Abstract

The paper presents the results of experimental studies of polyethylene-based composites reinforced with silicate needle-shaped filler (palygorskite) of different mass fraction (0, 5, 10, and 15%). These composites are less flammable and fire toxic than unfilled polyethylene. The structure (size, shape, and agglomeration of filler) and local mechanical properties of composites in nonstretched and elongated states were investigated by AFM. In stretched samples palygorskite takes a wavy shape, and at extremely high elongation the filler is orthogonal to the axis of tension. The smooth surfaces of the samples, required for AFM, were prepared using the heating/cooling procedure.

1. Introduction

Nanocomposites based on different polyolefins (polyethylene, polypropylene, etc.) and disperse silicate ultrafine particles (nanoclay) are currently the object of intense applied and fundamental investigations. This family of composite materials has some essential advantages, for instance, those associated with physical and mechanical properties, over conventional filled polymers. They have such valuable properties as improved performance, environmental friendliness, and relative cheapness and they are easy to manufacture. Polyolefins are the most common and available type of thermoplastic polymers.

Numerous studies [13] have shown that even small volume fractions of silicate particles strongly improve the diffusion barrier characteristics of polymers, their thermal stability, and buckling. This can most likely be attributed to the specific features of nanostructured materials. Unlike conventional materials (some components are of micron and submicron sizes), nanomaterials have very high surface/interface area, and therefore the fraction of interface layers formed on disperse particles can reach very high values. Modification of the physical properties of these fillers can improve essentially their macroproperties. An extremely small particle size hinders the separation of a matrix from inclusions due to the action of high surface tension forces, and this certainly increases the strength of the composite. All of these factors taken together contribute much to the effectiveness of one or another physical characteristic of the material at relatively low filler concentrations.

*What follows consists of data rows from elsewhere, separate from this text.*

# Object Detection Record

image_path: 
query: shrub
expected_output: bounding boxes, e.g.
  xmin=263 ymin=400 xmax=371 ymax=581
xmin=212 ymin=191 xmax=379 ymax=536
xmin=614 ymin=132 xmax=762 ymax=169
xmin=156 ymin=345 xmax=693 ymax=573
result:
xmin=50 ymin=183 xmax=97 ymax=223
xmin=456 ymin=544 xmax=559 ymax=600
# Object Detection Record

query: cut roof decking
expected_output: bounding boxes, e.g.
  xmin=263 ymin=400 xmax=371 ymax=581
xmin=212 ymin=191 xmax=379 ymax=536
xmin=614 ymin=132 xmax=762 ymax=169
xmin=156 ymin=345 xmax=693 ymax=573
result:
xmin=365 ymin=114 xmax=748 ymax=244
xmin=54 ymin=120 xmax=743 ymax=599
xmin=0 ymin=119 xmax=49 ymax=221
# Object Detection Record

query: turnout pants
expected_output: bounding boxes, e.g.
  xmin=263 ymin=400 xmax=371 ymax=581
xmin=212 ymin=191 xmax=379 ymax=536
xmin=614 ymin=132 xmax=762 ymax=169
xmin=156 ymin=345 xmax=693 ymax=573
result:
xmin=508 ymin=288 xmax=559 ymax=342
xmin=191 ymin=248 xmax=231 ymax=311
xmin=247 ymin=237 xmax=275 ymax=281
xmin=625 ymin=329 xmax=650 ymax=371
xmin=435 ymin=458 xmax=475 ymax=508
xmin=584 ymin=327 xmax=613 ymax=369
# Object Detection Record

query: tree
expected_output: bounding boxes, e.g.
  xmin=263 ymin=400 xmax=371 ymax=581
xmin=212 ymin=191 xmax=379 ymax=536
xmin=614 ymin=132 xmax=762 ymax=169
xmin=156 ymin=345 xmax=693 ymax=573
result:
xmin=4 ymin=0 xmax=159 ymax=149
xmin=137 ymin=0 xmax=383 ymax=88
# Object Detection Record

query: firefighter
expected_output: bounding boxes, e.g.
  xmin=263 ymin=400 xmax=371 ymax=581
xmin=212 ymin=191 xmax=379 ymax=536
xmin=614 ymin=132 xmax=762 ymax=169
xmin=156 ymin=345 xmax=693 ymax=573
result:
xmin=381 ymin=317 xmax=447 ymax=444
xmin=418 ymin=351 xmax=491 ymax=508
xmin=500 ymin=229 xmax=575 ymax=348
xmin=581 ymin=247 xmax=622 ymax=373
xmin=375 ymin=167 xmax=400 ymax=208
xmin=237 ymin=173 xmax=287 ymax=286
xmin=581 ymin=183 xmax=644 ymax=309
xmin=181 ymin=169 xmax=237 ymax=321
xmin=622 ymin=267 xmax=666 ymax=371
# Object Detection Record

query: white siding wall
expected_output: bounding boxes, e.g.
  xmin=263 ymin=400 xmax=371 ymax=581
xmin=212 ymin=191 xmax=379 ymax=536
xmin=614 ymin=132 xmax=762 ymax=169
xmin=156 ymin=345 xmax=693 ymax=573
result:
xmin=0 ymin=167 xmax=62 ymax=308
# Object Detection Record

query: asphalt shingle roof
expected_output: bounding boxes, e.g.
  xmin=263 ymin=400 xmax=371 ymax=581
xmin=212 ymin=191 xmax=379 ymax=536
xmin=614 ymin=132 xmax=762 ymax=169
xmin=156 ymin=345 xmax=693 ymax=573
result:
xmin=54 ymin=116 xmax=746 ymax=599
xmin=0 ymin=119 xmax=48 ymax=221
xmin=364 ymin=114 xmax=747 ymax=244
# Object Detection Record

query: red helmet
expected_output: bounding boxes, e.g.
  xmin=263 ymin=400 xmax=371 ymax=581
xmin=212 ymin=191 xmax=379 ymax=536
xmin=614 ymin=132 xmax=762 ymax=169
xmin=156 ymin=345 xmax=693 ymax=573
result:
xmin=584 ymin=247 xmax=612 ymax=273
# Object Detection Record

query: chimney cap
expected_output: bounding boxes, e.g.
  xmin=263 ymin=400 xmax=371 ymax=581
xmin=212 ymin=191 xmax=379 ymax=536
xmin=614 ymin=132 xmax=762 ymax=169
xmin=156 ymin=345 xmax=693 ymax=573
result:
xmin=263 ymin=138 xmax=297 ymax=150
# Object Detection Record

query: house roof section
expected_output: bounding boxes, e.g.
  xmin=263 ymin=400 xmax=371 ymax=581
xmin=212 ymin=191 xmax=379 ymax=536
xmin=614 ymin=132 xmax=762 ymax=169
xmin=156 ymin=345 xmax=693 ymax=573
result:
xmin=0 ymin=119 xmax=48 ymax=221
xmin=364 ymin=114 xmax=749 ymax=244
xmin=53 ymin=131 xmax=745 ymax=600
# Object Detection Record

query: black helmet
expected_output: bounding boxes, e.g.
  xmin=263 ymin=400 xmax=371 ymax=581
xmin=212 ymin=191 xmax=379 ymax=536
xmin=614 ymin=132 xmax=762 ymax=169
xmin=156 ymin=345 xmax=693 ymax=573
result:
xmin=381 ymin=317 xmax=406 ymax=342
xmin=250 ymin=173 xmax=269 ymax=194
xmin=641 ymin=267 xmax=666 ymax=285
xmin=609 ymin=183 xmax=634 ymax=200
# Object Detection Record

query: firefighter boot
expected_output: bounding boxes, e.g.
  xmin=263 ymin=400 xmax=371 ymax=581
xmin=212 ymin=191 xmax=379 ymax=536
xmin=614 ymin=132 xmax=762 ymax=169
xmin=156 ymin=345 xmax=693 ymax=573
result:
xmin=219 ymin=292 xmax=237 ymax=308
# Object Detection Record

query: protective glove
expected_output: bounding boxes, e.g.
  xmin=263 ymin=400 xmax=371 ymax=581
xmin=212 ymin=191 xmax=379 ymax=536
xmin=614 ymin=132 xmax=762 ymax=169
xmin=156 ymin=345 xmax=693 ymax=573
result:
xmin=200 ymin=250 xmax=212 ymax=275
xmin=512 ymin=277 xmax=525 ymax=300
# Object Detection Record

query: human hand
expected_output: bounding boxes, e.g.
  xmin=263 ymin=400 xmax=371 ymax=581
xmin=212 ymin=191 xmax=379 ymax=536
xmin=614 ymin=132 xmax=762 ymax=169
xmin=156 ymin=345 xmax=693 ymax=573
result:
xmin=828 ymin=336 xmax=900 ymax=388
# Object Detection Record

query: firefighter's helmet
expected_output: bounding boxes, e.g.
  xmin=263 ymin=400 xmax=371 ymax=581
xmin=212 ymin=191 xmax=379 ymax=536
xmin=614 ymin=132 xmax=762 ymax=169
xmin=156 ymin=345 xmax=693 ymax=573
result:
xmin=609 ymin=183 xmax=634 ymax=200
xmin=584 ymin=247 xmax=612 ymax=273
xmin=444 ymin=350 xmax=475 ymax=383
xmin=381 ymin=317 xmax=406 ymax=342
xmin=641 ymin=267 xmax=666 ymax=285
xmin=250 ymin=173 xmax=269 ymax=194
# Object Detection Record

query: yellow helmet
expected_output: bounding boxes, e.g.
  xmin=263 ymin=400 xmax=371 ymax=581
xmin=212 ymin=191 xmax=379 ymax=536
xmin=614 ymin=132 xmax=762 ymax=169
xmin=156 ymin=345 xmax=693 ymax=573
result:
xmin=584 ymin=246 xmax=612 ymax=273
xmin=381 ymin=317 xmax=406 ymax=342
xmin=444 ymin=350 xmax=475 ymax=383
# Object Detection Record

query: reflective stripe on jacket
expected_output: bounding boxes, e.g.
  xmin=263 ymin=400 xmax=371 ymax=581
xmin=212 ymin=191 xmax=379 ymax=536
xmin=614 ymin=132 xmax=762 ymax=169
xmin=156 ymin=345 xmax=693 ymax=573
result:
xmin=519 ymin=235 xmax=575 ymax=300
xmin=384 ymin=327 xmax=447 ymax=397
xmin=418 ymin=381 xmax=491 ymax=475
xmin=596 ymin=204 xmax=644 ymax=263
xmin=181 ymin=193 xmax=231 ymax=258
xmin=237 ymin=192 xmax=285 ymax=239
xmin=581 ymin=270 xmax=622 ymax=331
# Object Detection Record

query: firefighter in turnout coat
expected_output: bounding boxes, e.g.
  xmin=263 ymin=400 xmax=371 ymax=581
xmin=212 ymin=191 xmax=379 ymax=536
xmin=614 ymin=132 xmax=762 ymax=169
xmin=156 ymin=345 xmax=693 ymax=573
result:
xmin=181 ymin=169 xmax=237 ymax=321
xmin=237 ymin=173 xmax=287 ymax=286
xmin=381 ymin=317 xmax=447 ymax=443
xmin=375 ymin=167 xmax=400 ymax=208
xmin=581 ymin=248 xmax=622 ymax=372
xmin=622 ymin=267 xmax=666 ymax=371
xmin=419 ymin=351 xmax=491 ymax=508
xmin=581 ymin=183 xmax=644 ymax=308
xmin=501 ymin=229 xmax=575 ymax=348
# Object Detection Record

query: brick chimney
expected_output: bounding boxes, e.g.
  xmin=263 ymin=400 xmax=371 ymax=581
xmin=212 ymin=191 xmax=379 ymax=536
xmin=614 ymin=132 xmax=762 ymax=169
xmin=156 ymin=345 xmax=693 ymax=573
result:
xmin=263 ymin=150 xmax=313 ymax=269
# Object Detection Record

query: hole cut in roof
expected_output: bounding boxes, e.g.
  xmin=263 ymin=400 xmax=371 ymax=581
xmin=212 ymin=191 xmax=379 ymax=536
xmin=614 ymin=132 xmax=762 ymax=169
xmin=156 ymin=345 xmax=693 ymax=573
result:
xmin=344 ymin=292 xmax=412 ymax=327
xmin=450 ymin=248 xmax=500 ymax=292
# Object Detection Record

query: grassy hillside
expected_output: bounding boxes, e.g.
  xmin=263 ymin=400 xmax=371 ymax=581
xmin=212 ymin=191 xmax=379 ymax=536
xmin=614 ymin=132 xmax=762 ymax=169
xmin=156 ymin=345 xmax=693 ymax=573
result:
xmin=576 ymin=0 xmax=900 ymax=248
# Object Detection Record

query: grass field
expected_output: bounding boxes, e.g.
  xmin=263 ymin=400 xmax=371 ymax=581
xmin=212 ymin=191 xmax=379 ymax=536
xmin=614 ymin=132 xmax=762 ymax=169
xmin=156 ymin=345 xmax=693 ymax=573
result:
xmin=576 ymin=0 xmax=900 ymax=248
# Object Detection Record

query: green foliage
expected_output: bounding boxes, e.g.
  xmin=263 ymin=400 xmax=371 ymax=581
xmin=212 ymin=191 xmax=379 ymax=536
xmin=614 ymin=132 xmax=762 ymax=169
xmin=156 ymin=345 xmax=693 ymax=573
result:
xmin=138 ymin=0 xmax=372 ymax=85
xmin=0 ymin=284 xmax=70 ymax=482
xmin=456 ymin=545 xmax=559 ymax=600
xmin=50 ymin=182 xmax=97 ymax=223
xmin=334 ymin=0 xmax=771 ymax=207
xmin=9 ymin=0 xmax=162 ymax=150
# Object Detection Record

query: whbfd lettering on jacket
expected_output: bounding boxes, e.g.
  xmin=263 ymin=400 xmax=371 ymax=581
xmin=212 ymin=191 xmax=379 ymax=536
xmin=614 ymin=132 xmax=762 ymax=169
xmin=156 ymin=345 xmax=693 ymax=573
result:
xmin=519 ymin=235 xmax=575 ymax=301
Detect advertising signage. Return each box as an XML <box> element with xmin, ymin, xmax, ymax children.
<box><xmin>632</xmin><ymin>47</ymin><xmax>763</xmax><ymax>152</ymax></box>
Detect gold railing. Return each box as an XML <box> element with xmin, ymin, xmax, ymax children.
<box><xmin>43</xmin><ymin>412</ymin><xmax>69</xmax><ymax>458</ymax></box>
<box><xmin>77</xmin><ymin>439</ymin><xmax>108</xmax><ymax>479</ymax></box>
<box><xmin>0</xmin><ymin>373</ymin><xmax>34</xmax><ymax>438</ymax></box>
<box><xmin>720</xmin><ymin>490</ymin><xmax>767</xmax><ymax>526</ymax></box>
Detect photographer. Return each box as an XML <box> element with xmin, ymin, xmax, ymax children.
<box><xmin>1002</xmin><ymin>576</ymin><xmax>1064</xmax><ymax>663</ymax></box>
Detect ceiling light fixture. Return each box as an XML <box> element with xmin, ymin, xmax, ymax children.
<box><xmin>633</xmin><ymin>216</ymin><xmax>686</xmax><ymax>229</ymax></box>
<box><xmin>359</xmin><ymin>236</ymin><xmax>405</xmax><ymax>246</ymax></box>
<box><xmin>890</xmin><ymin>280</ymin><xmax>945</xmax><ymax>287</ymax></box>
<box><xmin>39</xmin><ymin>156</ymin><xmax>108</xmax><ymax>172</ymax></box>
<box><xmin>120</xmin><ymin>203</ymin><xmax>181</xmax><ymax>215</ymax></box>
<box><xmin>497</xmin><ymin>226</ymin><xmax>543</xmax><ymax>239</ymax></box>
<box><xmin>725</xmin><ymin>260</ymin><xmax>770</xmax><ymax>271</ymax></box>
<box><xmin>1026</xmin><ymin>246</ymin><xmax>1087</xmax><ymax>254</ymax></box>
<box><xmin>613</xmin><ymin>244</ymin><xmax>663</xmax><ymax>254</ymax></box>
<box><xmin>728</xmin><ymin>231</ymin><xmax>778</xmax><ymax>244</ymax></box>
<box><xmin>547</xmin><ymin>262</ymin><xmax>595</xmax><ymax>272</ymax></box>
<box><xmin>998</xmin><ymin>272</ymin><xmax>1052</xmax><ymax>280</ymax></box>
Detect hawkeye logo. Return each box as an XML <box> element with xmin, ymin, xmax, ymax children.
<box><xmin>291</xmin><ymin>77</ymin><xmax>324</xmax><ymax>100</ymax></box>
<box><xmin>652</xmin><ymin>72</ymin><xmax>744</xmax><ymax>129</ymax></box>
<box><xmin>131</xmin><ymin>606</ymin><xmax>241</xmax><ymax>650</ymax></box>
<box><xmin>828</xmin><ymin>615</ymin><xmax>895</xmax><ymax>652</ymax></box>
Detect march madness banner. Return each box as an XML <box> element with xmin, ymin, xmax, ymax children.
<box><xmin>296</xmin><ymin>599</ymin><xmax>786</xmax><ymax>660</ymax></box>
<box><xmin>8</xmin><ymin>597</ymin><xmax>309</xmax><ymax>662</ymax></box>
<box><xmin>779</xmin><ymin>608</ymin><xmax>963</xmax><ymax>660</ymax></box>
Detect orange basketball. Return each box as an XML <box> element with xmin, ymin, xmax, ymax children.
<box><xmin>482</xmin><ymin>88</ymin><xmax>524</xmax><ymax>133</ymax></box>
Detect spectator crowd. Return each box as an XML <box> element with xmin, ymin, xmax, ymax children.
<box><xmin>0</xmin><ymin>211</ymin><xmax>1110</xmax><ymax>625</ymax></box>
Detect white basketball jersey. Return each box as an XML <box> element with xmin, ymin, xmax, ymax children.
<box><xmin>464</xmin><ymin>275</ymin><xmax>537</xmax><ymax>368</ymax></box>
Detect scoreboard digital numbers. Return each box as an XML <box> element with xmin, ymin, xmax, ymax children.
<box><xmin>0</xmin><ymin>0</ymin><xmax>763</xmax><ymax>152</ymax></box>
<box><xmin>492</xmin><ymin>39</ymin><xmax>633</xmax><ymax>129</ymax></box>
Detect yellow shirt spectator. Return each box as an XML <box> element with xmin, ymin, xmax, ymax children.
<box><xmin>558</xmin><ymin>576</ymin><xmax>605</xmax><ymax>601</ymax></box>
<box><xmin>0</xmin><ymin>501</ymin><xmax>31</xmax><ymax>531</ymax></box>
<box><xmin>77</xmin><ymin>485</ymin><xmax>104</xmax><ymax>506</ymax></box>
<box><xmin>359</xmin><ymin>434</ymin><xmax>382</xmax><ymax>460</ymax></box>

Beginning in 1974, ultrafine clay filler was incorporated into polyolefins [4]. The first commercial use of this material was in car interior elements. Also, it was widely used as packaging for liquid products. The high fire-resistance of the material in the first case and its excellent thermal insulation and antidiffusion properties in the second case drew the attention of manufacturers [58]. Currently, this material is finding ever increasing use in various industrial applications.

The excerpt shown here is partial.